After their first child died, William George Estes and Ollie left Claiborne County for a new beginning and moved to Springdale, Arkansas, shown below outside the post office about the time that Will and Ollie lived there.

Springdale Arkansas downtown

Fifteen months after Samuel died, their next child Charles Estel was born in Arkansas.

Two years later another baby was born, died and was buried in the Arkansas soil, alone.  In 1898, Robert was born.  Ollie ran a boarding house in Springdale.  By all reports, Will spent his days fishing and his nights drinking.

During my visit to Springdale in 2004, I noticed the bridge and creek across from the old “hotel” in what is now “old town.”  I figured while Ollie was changing beds and cleaning chamber pots and spittoons and taking care of her young children, Will was fishing off the bridge.  It must have been a tough life for Ollie.  For some reason, this area was settled by several Claiborne County families, so they did have at least some distant Clarkson/Claxton family there.

By the 1900 census, they were back in Claiborne County and Will has been out of work for 6 months.  Uncle George (Estes) told me before his death that Will and Ollie moved back to Estes Holler and lived in a little cabin just down from Lazarus’s land, along the creek.  I suspect that they might have had another child that died in 1900.  However, we do know that my father was born in (or about) 1902, followed by Joseph “Dode” in 1904, Margaret in 1906 and Minnie in 1908.  Sometime before 1907, the cabin caught on fire.  Some family said that Ollie was outside in the yard.  Others said she was at a party.  No one said anything about where William George was.  Estel tried to get little Robert out, but he crawled under the bed.  Robert died in the fire.  William George and Ollie buried Robert beside their first child in Estes Holler. Uncle George later planted a willow tree where the cabin burned, and that tree has since fallen and is gone, with nothing left to mark the place where they lived and their child died.  I am probably the last person alive who knows where that cabin was located.  Perhaps it’s a memory better left to dissipate with the winds of time.

Ollie 1907

The photo above shows my father, standing on the ground, along with Estel, the oldest child, standing.  The blonde child on the chair was probably Joseph Dode since he looks to be younger than my father and Dode was born in 1904. The baby is Margaret, born in 1906.  This photo was probably taken about 1907 and the note on the back says Cumberland Gap.  Ollie Bolton Estes does not look like a happy woman.  She would have recently lost her son, Robert.

Shortly thereafter, Ollie and Will departed again, this time for the farmlands of Indiana.

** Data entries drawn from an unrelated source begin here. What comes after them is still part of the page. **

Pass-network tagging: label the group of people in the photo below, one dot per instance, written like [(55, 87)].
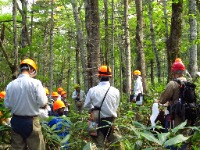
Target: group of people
[(27, 99)]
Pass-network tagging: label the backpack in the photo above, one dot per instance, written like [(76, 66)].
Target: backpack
[(187, 108)]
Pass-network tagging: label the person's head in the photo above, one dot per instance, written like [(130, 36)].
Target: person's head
[(2, 95), (58, 107), (60, 89), (178, 68), (136, 73), (77, 87), (63, 95), (28, 66), (105, 73), (46, 91), (54, 95)]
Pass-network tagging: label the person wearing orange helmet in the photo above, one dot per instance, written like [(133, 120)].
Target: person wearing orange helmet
[(64, 99), (24, 97), (105, 99), (63, 126), (60, 89), (138, 88), (79, 98)]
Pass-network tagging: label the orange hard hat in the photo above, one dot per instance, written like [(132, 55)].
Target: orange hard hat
[(104, 71), (58, 104), (29, 62), (60, 89), (46, 90), (137, 72), (176, 66), (2, 94), (63, 92), (178, 60), (54, 94)]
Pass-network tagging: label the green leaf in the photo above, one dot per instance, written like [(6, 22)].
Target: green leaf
[(163, 137), (149, 136), (175, 140), (179, 127), (87, 146), (64, 140)]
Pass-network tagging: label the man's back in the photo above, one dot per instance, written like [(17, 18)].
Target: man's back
[(25, 96)]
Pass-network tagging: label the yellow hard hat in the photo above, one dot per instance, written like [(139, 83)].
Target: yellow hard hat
[(62, 93), (105, 71), (55, 94), (60, 89), (58, 104), (2, 94), (136, 72), (46, 90), (29, 62), (77, 86)]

Outside of Fowler, Indiana, farms needed tenant farmers and it seemed like a land with more opportunity than the limited land that Estes Holler had to offer.  Aunt Margaret, before she passed away, and before she became too demented, told me that there were twins born and died in 1913.  She told me that Will and Ollie’s last child, Elsia, was born in 1914 in Fowler and that she later died in Cook County, Illinois. She said that Elsia was “retarded” as special needs children were called at the time.  At one point Margaret also mentioned another set of twins born in 1918, but if this is correct, they may not have been Will’s and they did not survive.  He was back in Tennessee/Kentucky by 1918.  Margaret was one of the Crazy Aunts, so you never really knew what or how much to believe.

Estes family 1914

The photo above, the only photo of the entire family, minus the deceased children, of course, was taken in Fowler, Indiana in about 1914.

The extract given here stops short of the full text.